Per quanto riguarda la forma del bouquet, ci si sorprenderà apprendendo quante possono essere le sue tipologie: rotondo, a palla, a scettro, a goccia, a cascata, a fascio e via dicendo. Per la scelta valgono poche regole, ma buone: tutto dipende dalla gonna dell’abito, che se è corta si abbina perfettamente con un bouquet tondo e compatto, mentre se è lunga va bene anche qualcosa di più ampio, aperto e voluminoso. Se il vestito ha un lungo strascico, inoltre, una forma a cascata è la soluzione ideale.

Ovviamente le possibilità non finiscono qui, infatti, per le donne che desiderano farsi notare e personalizzare il più possibile la mise da sposa le soluzioni sono infinite. Molte, ad esempio, scelgono di portare un bouquet costituito da un unico fiore formato gigante, magari anche molto lungo da poggiare sull’avambraccio.

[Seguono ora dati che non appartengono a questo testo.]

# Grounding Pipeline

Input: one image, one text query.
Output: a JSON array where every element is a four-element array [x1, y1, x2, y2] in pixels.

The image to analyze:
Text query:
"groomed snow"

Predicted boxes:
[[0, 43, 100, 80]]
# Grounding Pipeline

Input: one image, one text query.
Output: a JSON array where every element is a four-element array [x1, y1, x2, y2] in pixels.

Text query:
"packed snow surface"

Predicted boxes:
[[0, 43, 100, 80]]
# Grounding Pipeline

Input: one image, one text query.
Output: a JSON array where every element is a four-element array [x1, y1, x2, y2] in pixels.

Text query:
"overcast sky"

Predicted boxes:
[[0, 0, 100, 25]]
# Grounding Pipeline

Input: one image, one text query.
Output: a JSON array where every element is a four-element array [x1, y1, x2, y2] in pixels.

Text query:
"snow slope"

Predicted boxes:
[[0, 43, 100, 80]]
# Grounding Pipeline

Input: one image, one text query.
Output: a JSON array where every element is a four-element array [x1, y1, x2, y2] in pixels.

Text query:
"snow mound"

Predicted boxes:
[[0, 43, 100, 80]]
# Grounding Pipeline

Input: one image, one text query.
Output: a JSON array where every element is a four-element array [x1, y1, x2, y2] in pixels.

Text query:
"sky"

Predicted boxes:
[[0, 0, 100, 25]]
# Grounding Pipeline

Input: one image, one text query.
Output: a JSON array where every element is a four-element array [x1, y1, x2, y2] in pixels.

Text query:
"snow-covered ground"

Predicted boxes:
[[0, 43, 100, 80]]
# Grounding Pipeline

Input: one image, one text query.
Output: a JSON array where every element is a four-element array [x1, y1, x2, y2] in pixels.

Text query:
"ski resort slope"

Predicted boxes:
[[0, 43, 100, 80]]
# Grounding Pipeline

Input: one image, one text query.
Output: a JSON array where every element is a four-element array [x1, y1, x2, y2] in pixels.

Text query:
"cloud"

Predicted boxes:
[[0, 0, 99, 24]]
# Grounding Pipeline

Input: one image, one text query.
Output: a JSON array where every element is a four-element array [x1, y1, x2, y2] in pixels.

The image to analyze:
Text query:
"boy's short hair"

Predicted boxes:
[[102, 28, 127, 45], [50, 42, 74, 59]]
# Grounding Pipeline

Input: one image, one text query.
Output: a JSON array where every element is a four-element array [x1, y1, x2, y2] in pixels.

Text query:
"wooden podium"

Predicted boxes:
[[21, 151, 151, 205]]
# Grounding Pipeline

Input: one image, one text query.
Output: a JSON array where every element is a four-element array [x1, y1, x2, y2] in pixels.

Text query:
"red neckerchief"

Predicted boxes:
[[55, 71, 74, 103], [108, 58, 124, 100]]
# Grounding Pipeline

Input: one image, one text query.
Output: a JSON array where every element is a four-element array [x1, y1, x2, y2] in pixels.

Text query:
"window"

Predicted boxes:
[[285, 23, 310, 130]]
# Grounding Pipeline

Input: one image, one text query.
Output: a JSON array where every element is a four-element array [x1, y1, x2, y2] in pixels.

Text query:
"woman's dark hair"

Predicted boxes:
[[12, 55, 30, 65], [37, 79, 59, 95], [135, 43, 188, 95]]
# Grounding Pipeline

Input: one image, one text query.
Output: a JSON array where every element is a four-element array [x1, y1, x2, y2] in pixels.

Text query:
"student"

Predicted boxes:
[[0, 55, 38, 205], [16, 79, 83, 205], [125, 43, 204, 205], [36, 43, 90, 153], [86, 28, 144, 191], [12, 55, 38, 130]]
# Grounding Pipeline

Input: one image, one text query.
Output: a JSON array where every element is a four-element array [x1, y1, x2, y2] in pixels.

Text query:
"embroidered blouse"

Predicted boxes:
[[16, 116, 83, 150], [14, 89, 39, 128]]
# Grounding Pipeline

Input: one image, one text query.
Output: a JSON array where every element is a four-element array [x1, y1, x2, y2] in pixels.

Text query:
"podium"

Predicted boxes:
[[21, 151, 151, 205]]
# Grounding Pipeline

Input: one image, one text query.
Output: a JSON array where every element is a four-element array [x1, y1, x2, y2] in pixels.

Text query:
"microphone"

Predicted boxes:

Molto originale e trend degli ultimi anni è il bouquet a borsetta, che offre la possibilità di creare un accessorio completamente green, solo con fiori e piante, oppure di comporre un oggetto assolutamente inedito unendo altri materiali. Decisamente particolare è anche il bouquet da polso, molto pratico se si decide di aggiungere all’abito anche una pochet.

Può sembrare strano, ma esiste anche il bouquet senza fiori, realizzato con altri materiali come conchiglie, piume, stoffa, bottoni e perline. In questo caso si tratta di un prezioso accessorio che durerà nel tempo e potrà rappresentare un vero ricordo del giorno del si.

Per quanto riguarda la scelta dei fiori, invece, deve basarsi sulla stagione e sul colore, che possibilmente non crei contrasti non armonici con l’abito e il resto degli addobbi. Perché non comporre un bouquet di fiori secchi? Oppure di spighe? Molto particolare e inconsueta, ad esempio, è la sterlizia, detta anche “Uccello del paradiso” per la sua forma aperta e la sua varietà di colori.